Resettlement gap in 2011
| Region of asylum | Number of refugees with resettlement need | UNHCR submissions for resettlement | UNHCR assisted departures |
|---|---|---|---|
| Africa | 56,928 | 22,267 | 10,431 |
| Americas | 5,060 | 963 | 494 |
| Asia and Pacific | 56,136 | 38,404 | 37,975 |
| Europe | 18,721 | 7,716 | 4,916 |
| Middle East and North Africa | 35,462 | 22,493 | 7,833 |
| Total | 172,305 | 91,843 | 61,649 |

== Empowerment dynamics ==

Refugee empowerment is essential to integrate them into host societies. Empowerment Dynamics in third country resettlement refers to the different dimensions of empowerment that are essential to the refugee resettlement process. A research paper titled "Crystalline Empowerment: Negotiating Tensions in Refugee Resettlement," written by Tiffany A Dykstra-DeVette and Heather E Canary, sheds light on the complex dynamics of empowerment in the resettlement landscape.

The research identifies three main forms of empowerment: economic, community, and technological, and explores the intricate web of tensions and dynamics embedded within each. The study highlights the coexistence of symbolic and material empowerment, the active and passive roles of refugees, and the paradoxical impact of technology on empowerment efforts.

The research introduces the concept of "crystalline empowerment," which acknowledges the presence of contradictions, negotiations, and diverse cultural perspectives in the multifaceted nature of empowerment. It advocates for an inclusive approach that integrates diverse cultural understandings of empowerment instead of dominant Western-centric viewpoints.
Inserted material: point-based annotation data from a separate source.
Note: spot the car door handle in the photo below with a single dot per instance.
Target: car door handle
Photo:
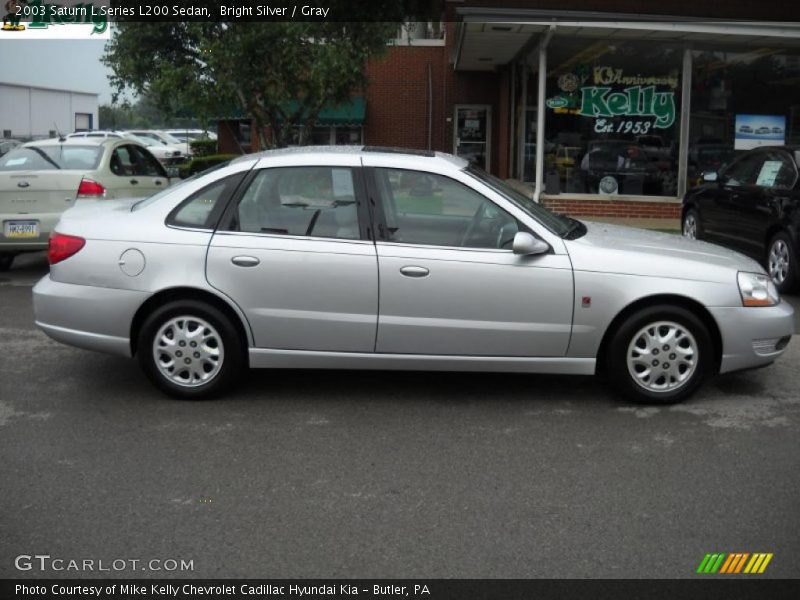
(245, 261)
(414, 271)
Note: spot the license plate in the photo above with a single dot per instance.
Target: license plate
(22, 229)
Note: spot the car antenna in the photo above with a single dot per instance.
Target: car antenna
(61, 137)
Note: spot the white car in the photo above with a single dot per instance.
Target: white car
(165, 154)
(179, 150)
(40, 180)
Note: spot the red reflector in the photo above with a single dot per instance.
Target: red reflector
(63, 246)
(90, 189)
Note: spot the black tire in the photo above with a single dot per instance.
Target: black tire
(673, 390)
(227, 341)
(6, 260)
(784, 277)
(688, 215)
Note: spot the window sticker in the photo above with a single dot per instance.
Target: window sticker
(342, 183)
(769, 173)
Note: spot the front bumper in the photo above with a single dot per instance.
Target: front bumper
(753, 336)
(90, 317)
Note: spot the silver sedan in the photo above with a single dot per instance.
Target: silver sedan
(369, 258)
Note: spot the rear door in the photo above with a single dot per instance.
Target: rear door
(759, 205)
(131, 173)
(449, 282)
(722, 217)
(294, 253)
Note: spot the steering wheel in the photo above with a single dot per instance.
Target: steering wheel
(473, 225)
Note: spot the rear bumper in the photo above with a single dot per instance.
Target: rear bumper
(47, 223)
(89, 317)
(753, 337)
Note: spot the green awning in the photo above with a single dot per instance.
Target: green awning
(347, 114)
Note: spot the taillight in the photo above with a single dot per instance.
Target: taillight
(63, 246)
(90, 189)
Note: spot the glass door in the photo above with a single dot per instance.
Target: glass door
(472, 134)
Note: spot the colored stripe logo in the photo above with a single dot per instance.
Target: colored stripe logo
(734, 563)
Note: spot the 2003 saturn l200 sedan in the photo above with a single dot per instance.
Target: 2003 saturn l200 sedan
(382, 259)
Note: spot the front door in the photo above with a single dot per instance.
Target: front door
(293, 254)
(473, 134)
(449, 282)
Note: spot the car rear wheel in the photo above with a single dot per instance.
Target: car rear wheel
(659, 355)
(691, 225)
(190, 350)
(6, 260)
(781, 263)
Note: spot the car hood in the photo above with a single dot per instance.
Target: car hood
(627, 250)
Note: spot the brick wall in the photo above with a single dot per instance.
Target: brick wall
(640, 209)
(397, 99)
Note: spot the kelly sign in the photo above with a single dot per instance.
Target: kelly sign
(634, 101)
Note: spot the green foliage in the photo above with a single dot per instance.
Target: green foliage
(253, 68)
(203, 147)
(201, 163)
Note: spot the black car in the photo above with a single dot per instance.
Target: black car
(752, 206)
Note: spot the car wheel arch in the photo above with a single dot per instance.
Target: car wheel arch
(641, 303)
(187, 293)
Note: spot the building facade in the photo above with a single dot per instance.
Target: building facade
(31, 112)
(609, 112)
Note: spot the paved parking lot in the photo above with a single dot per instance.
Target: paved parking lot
(371, 474)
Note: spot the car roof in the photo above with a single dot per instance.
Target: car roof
(330, 151)
(82, 141)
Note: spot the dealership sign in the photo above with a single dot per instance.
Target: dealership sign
(636, 101)
(641, 101)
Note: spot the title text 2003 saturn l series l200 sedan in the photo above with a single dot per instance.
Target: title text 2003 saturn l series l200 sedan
(382, 259)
The study offers actionable insights for refining empowerment strategies in third country resettlement scenarios. These include the strategic recruitment of former refugees as caseworkers and the use of technology-based approaches to bridge communication gaps and enhance resource accessibility.
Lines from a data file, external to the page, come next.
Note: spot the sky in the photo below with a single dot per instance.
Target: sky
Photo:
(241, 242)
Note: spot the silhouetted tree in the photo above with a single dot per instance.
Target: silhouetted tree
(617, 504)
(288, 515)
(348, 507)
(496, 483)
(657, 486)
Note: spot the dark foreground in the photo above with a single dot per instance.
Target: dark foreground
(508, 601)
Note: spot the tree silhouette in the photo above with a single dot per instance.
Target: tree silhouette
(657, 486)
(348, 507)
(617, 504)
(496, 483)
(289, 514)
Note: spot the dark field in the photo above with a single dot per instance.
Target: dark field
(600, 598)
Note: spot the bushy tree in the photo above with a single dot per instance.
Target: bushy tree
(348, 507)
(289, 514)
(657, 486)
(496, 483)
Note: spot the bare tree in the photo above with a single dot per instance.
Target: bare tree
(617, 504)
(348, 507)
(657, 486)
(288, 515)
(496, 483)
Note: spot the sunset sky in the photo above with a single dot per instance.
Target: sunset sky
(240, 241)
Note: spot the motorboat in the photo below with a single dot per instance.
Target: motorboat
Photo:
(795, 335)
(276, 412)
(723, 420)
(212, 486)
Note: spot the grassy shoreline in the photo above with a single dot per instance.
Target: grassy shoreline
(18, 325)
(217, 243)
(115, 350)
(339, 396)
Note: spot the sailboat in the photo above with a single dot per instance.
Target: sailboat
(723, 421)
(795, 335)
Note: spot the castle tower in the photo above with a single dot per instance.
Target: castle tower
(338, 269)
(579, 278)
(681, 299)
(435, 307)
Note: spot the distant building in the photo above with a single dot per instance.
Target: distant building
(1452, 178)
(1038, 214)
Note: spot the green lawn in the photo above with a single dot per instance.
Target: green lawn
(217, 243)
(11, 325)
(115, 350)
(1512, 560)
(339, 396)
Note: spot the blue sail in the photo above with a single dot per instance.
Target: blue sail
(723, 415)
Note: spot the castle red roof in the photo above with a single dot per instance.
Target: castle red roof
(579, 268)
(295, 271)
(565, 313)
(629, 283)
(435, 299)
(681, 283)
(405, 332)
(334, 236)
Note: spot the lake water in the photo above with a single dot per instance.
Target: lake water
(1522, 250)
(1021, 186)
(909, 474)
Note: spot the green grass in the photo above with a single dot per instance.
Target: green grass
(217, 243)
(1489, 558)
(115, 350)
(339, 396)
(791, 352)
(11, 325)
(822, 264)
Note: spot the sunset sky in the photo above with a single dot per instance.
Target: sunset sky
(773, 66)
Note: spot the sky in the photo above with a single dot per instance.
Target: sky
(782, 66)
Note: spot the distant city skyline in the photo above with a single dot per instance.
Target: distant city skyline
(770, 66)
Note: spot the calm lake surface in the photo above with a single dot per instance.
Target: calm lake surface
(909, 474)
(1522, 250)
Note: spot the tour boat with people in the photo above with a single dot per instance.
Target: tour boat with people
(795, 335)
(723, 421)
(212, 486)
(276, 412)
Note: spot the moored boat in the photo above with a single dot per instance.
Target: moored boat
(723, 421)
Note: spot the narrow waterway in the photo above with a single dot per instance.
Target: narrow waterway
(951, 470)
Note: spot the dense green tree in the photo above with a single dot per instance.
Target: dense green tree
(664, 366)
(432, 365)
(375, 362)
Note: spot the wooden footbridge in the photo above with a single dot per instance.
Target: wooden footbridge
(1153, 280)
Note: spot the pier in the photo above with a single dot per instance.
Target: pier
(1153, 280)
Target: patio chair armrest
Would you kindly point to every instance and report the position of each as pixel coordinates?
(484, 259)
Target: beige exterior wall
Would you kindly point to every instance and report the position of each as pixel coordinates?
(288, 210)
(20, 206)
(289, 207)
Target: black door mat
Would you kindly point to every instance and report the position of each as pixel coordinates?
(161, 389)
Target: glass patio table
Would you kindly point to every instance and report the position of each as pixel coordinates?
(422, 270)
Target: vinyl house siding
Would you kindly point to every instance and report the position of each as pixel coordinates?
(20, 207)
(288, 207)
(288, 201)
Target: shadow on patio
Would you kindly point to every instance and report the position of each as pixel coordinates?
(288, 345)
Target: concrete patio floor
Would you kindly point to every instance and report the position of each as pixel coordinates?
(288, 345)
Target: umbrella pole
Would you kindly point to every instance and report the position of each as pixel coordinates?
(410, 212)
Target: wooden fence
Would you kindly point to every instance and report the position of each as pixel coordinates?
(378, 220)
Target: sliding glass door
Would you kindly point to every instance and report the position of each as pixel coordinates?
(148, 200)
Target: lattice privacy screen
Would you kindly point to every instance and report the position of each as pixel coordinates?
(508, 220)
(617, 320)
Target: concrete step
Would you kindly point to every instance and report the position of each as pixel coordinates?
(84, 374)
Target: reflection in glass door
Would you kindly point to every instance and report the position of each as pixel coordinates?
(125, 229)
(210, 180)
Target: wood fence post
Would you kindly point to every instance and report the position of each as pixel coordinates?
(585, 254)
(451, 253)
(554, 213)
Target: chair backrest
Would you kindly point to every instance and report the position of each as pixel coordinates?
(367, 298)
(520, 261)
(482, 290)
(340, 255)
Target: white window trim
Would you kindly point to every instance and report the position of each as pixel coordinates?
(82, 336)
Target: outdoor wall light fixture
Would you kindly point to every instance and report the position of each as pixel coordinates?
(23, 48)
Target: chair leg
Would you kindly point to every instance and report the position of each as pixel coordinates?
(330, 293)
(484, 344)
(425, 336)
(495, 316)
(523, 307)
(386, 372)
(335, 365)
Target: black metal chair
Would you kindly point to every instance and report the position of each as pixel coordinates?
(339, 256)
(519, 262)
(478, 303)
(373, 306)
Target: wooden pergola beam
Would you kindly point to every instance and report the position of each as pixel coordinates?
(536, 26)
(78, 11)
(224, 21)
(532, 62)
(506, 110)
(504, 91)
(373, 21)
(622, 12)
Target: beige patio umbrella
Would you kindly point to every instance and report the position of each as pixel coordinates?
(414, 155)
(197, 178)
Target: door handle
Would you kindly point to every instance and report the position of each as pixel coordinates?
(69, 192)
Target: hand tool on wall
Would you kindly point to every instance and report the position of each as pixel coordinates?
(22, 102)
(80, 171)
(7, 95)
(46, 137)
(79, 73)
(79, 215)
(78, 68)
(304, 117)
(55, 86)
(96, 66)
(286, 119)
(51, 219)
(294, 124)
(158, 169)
The research emphasizes the importance of embracing diversity and contradictions in conceptualizing and executing empowerment strategies. It highlights the necessity of inclusive practices that honor and integrate various cultural perspectives, ultimately contributing to more effective and culturally sensitive resettlement initiatives.

This research provides a nuanced understanding of empowerment in the context of refugee resettlement. It offers valuable insights and practical recommendations to inform more culturally sensitive and inclusive resettlement practices.